Throughout the pandemic, there has been a national conversation about whether these and other emergency programs are too generous and whom they’re benefiting. The same conversations took place in past economic downturns, such as around the Works Progress Administration during the Great Depression. Jason Scott Smith, professor of history at the University of New Mexico, calls the WPA the central agency of the New Deal in the 1930s.

“It built useful public works progress across the United States,” he said. “It spent an enormous amount of money.”

The program, designed to help the record number of unemployed Americans at the time find work, was controversial.

A Gallup poll in 1939 asked Americans what they liked best and worst about President Franklin Delano Roosevelt’s New Deal. The answer to both questions? The Works Progress Administration.

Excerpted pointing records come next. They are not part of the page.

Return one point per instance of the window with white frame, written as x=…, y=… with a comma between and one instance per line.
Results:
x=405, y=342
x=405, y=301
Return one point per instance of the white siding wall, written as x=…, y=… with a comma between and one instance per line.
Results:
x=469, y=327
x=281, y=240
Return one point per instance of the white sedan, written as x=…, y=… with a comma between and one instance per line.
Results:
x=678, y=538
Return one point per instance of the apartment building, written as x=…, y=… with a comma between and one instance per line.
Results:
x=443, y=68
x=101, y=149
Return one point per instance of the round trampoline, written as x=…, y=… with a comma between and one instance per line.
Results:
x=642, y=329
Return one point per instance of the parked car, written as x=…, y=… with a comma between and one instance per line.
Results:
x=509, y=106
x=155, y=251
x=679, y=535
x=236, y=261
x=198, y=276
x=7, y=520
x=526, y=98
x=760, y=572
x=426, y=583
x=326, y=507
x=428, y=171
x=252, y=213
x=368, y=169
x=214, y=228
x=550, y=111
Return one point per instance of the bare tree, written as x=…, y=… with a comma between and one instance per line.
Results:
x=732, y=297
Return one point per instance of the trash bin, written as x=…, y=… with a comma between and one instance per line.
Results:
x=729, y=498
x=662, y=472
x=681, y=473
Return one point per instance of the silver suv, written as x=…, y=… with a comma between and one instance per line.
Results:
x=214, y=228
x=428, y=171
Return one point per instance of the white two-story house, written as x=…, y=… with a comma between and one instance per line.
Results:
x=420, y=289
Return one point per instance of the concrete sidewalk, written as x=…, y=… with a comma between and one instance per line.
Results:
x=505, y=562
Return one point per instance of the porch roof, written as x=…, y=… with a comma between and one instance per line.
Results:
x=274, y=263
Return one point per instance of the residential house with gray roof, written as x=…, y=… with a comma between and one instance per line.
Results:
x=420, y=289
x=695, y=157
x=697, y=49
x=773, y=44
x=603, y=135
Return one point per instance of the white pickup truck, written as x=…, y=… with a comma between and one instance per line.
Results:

“One reason that the WPA was unpopular among some voters at the time was that there was a public perception that Black workers were overrepresented on work relief rolls,” said Jessamyn Schaller, an economics professor at Claremont McKenna College. Schaller, along with fellow economists Evan Taylor and Price Fishback, researched racial differences in access to the WPA and said Black workers were disproportionately likely to be unemployed at the time.

“When we look at similar Black and white workers, we find that in Southern counties, Black workers were less likely to have access to work relief jobs,” Schaller said. “This just goes to show the importance of local program administrators. This was a federal program that was explicitly stated to have the intention of reducing discrimination and improving outcomes for Black families, and yet it turned out it really depended on what region you lived in as to whether that was actually the case.”